# Advice for Xmas present Tamron 28-300 pzd FF



## 360_6pack (Dec 15, 2014)

Hi All
I am considering asking Santa to bring me a new model Tamron 28-300 PZD for a 5dIII.

Has anyone any advice for me, I am looking for a holiday lens to add to my Canon 16-35 2.8 II or other suggestions, I think the current Canon is too large & heavy, any word on a replacement?
Thanks in advance.
Michael


----------



## Maximilian (Dec 15, 2014)

360_6pack said:


> Hi All
> I am considering asking Santa to bring me a new model Tamron 28-300 PZD for a 5dIII.
> 
> Has anyone any advice for me, I am looking for a holiday lens to add to my Canon 16-35 2.8 II or other suggestions, I think the current Canon is too large & heavy, any word on a replacement?
> ...



Hi Michael! 

IMHO I would only consider such a mega zoom lens for a 5D3 as a "holiday lens" If I'd only be willing to take just one lens with me. It's always a big IQ compromise for the convenience of just one lens. As soon as I'd be willing to take at least two lenses I'd split the job between them. 
Here the overlap from 28 to 35 is not so big, so I could consider this situation as such. 
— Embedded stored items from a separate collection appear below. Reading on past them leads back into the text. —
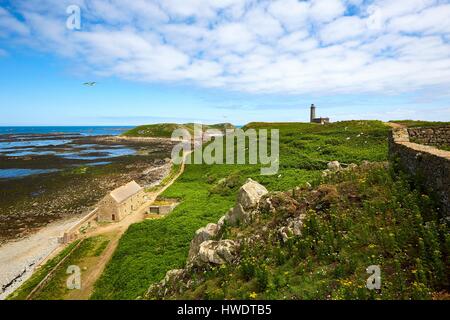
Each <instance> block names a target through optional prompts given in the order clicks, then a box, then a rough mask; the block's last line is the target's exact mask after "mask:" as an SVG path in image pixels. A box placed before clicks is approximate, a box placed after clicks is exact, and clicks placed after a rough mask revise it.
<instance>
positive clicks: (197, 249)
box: [188, 223, 219, 262]
mask: <svg viewBox="0 0 450 320" xmlns="http://www.w3.org/2000/svg"><path fill="white" fill-rule="evenodd" d="M218 233H219V226H218V225H217V224H215V223H208V224H207V225H206V227H203V228H200V229H198V230H197V231H196V232H195V236H194V238H193V239H192V241H191V246H190V248H189V254H188V262H189V261H190V260H191V259H192V258H193V257H195V256H196V255H197V253H198V251H199V249H200V245H201V244H202V243H203V242H205V241H207V240H211V239H214V238H215V237H216V236H217V234H218Z"/></svg>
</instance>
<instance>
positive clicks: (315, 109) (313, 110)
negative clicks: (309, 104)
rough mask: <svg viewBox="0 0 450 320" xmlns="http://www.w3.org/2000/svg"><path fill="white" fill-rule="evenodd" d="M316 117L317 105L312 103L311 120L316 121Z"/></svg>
mask: <svg viewBox="0 0 450 320" xmlns="http://www.w3.org/2000/svg"><path fill="white" fill-rule="evenodd" d="M315 118H316V106H315V105H314V104H312V105H311V120H310V121H311V122H314V119H315Z"/></svg>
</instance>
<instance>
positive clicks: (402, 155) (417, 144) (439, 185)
mask: <svg viewBox="0 0 450 320" xmlns="http://www.w3.org/2000/svg"><path fill="white" fill-rule="evenodd" d="M410 130H413V129H406V128H395V129H393V130H392V131H391V135H390V137H389V155H390V157H391V158H393V159H398V161H399V164H400V166H401V167H402V169H403V170H405V171H406V172H408V173H409V174H411V175H413V176H417V177H419V178H420V179H421V180H422V181H423V183H424V184H425V186H426V187H427V188H429V189H430V190H431V191H432V192H433V193H435V194H436V196H437V198H438V199H439V201H440V203H441V208H442V212H443V213H444V214H445V215H447V216H448V215H449V214H450V151H444V150H439V149H437V148H435V147H431V146H426V145H422V144H417V143H413V142H410V134H409V132H410ZM414 130H415V129H414ZM414 132H420V131H414ZM433 132H435V131H433Z"/></svg>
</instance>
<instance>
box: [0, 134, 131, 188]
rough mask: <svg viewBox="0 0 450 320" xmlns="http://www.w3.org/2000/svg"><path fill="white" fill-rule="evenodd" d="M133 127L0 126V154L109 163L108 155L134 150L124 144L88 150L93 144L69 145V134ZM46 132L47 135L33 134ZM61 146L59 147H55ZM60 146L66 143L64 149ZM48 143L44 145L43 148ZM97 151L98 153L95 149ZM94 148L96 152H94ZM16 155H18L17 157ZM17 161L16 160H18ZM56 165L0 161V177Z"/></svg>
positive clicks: (53, 171) (86, 162)
mask: <svg viewBox="0 0 450 320" xmlns="http://www.w3.org/2000/svg"><path fill="white" fill-rule="evenodd" d="M131 128H133V127H132V126H90V127H87V126H77V127H75V126H67V127H62V126H58V127H41V126H35V127H0V156H7V157H10V158H11V157H12V158H14V157H22V156H33V155H55V156H58V157H62V158H65V159H78V160H85V161H86V163H85V164H83V165H88V166H98V165H106V164H109V163H110V161H108V160H110V159H111V158H114V157H120V156H123V155H130V154H134V153H135V150H134V149H132V148H127V147H126V146H114V147H106V146H105V147H102V148H101V150H98V148H97V150H90V149H91V148H92V147H94V146H96V147H98V146H97V145H95V144H92V145H71V142H72V140H71V138H75V137H79V136H80V135H81V136H98V135H119V134H121V133H122V132H125V131H127V130H129V129H131ZM45 134H47V135H48V134H50V136H42V137H40V136H36V135H45ZM52 134H55V135H63V136H64V139H61V137H60V138H59V139H52V136H51V135H52ZM57 146H61V148H55V147H57ZM64 146H67V147H70V148H67V149H66V150H64ZM47 147H48V149H46V148H47ZM99 151H101V153H102V154H101V155H98V152H99ZM95 152H97V153H95ZM18 159H19V158H18ZM19 163H20V162H19ZM58 170H59V169H55V168H47V169H30V168H20V165H18V167H14V168H10V167H6V168H5V167H2V166H1V163H0V180H3V179H20V178H23V177H26V176H30V175H38V174H44V173H50V172H55V171H58Z"/></svg>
It is depending on your preferred motives and style if the 28-300 PZD could be the right one for you.
Maybe you could tell us here a little bit more.

Until then I wouldn't do any alternative recommendations.


----------



## qwRad (Dec 15, 2014)

I have the 28-300 Tamron and also a 5D3. The IQ is surprisingly good for a superzoom and the lens is in my opinion a perfect one stop solution as a hiking/holiday lens.
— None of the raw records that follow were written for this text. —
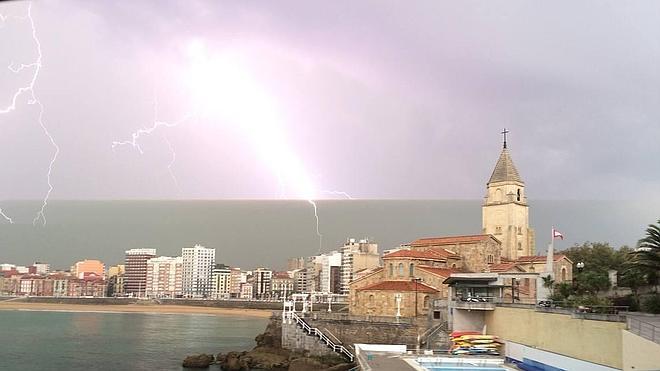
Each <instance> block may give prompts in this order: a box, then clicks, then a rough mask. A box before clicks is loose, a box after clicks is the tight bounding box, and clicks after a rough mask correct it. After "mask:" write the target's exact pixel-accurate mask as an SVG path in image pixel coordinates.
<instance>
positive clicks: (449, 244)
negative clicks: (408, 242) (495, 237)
mask: <svg viewBox="0 0 660 371" xmlns="http://www.w3.org/2000/svg"><path fill="white" fill-rule="evenodd" d="M489 238H495V237H493V236H492V235H490V234H476V235H467V236H449V237H429V238H420V239H418V240H415V241H413V242H411V243H410V246H437V245H455V244H459V243H476V242H480V241H484V240H487V239H489Z"/></svg>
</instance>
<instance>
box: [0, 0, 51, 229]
mask: <svg viewBox="0 0 660 371" xmlns="http://www.w3.org/2000/svg"><path fill="white" fill-rule="evenodd" d="M0 18H1V19H2V21H3V23H4V21H5V20H6V19H7V18H8V17H6V16H1V17H0ZM14 18H17V19H23V20H26V19H27V20H29V21H30V27H31V28H32V39H33V40H34V43H35V45H36V48H37V59H36V61H34V62H32V63H29V64H25V63H21V64H20V65H18V66H14V63H13V62H12V63H11V64H10V65H9V66H8V67H7V68H9V70H10V71H12V72H13V73H15V74H19V73H21V72H22V71H23V70H25V69H34V72H33V74H32V78H31V79H30V81H29V84H27V85H26V86H22V87H20V88H18V89H17V90H16V91H15V92H14V95H13V96H12V99H11V104H10V105H9V106H7V107H5V108H3V109H0V114H8V113H11V112H13V111H15V110H16V104H17V101H18V99H19V97H21V96H22V95H24V94H27V96H28V100H27V103H28V104H29V105H33V104H36V105H37V106H38V107H39V117H38V122H39V126H40V127H41V129H42V130H43V132H44V135H45V136H46V137H47V138H48V141H49V142H50V144H51V145H52V146H53V148H55V152H54V153H53V157H52V158H51V160H50V163H49V164H48V173H47V175H46V183H47V184H48V191H47V192H46V195H45V196H44V198H43V201H42V204H41V208H40V209H39V211H38V212H37V215H36V216H35V217H34V219H33V220H32V224H33V225H36V224H37V222H38V221H39V220H42V221H43V225H46V215H45V211H46V206H48V199H49V197H50V194H51V192H52V191H53V184H52V183H51V174H52V172H53V166H54V165H55V161H56V160H57V155H58V154H59V153H60V147H59V146H58V145H57V143H55V140H54V139H53V136H52V135H51V134H50V132H49V131H48V128H47V127H46V125H45V124H44V122H43V114H44V106H43V105H42V104H41V101H39V99H38V98H37V96H36V94H35V92H34V86H35V85H36V82H37V78H38V77H39V73H40V72H41V66H42V64H41V61H42V53H41V42H40V41H39V38H38V37H37V29H36V27H35V25H34V19H33V18H32V3H30V4H29V5H28V11H27V16H25V17H16V16H14ZM0 216H2V217H3V218H5V220H7V221H9V222H10V223H13V220H12V219H11V218H9V217H8V216H7V215H5V214H4V213H3V212H2V210H1V209H0Z"/></svg>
The image quality isn't perfect but it is good enough. It won't quite compare to the 24-105 + 70-300L combo (especially in the long end) but the Tamron is so much easier to carry around and overall "simpler" package while hiking or skiing that I gladly take the IQ-hit over the greater weight for non critical photos.

I actually sold my 24-105L after using the 28-300 on a few trips since in the wide end the IQ-difference wasn't that big in my opinion.

I usually have the Samyang 14mm with me as a wide angle option and maybe a 50mm f/1.8 for low light situations and these three make a nice and easy to carry holiday kit.


----------